I didn't even realize that peas were number one on that! I just checked and you're correct! So I guess it is a pretty good food, other than stinky poop


----------



## Musicality (Jul 28, 2013)

Thank you all .... My hedgie only poos on his wheel and he's already stinky enough. Lol. I'll keep that food out of the mix for now.


----------



## Tom (Jul 21, 2013)

Hah! I hope my hedgie will become potty trained when I get him/her (I can't wait to find out the gender!) and I hope the poo doesn't stay on the wheel that much (flying saucer)


----------



## Musicality (Jul 28, 2013)

I got a Carolina Storm wheel ... and every morning, it is completely coated in ... uh ... waste, lol.

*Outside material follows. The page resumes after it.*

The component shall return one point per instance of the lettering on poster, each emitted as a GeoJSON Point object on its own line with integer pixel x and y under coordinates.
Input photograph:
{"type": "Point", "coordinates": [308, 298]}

It only takes like two minutes to clean off, but he runs so fast on the wheel that sometimes it flies all around in there. Luckily it's not too much, but I will have to wash his fleece once a week. If I get him more space than his sterilite bin cage, I'm going to try putting a litter box in there, but as it is now, he only goes on the wheel, so maybe there's no point in a litter box for Ozzie.


----------



## Tom (Jul 21, 2013)

I can see the pros and cons of only going in wheel. Pro: Won't have to clean fleece as much. Con: Poop Boots. I hope the flying saucer solves this partially by leaving the poop around the wheel or in the middle of it.


----------



## Musicality (Jul 28, 2013)

Hopefully that'll work out for you. I give Ozzie a foot bath every day when I get him out. I think he'll always go while running it the wheel, so for him there's no avoiding it.


----------



## Tom (Jul 21, 2013)

Most, if not all, hedgies go when running  Just the matter of making an automatic cleaning wheel!


----------



## redhead38 (Jul 11, 2013)

Sorry Tom but we have a flying saucer wheel and every morning pooh is all over it. Unless your hedgie doesn't go on the wheel, you will still have a messy wheel


----------



## Musicality (Jul 28, 2013)

With my Carolina storm wheel the poo is also everywhere. At least it cleans off easy. I got Ozzie out just now and had to give him a full bath .... He runs so fast that he sometimes makes poo fly all over him. He is such a cute mess.


----------



## Tom (Jul 21, 2013)

redhead38 said:


> Sorry Tom but we have a flying saucer wheel and every morning pooh is all over it. Unless your hedgie doesn't go on the wheel, you will still have a messy wheel


I know there will still be poop on it  I was just reading forum posts about it and some say that their hedgie runs kind of fast and the poop might just roll off or accumulate in the middle of the wheel (where the hedgie shouldn't be stepping- but a lot don't know how to use them and step everywhere. I think it's pretty funny) Plus- I hope it'll be easier than the comfort wheel I returned.


----------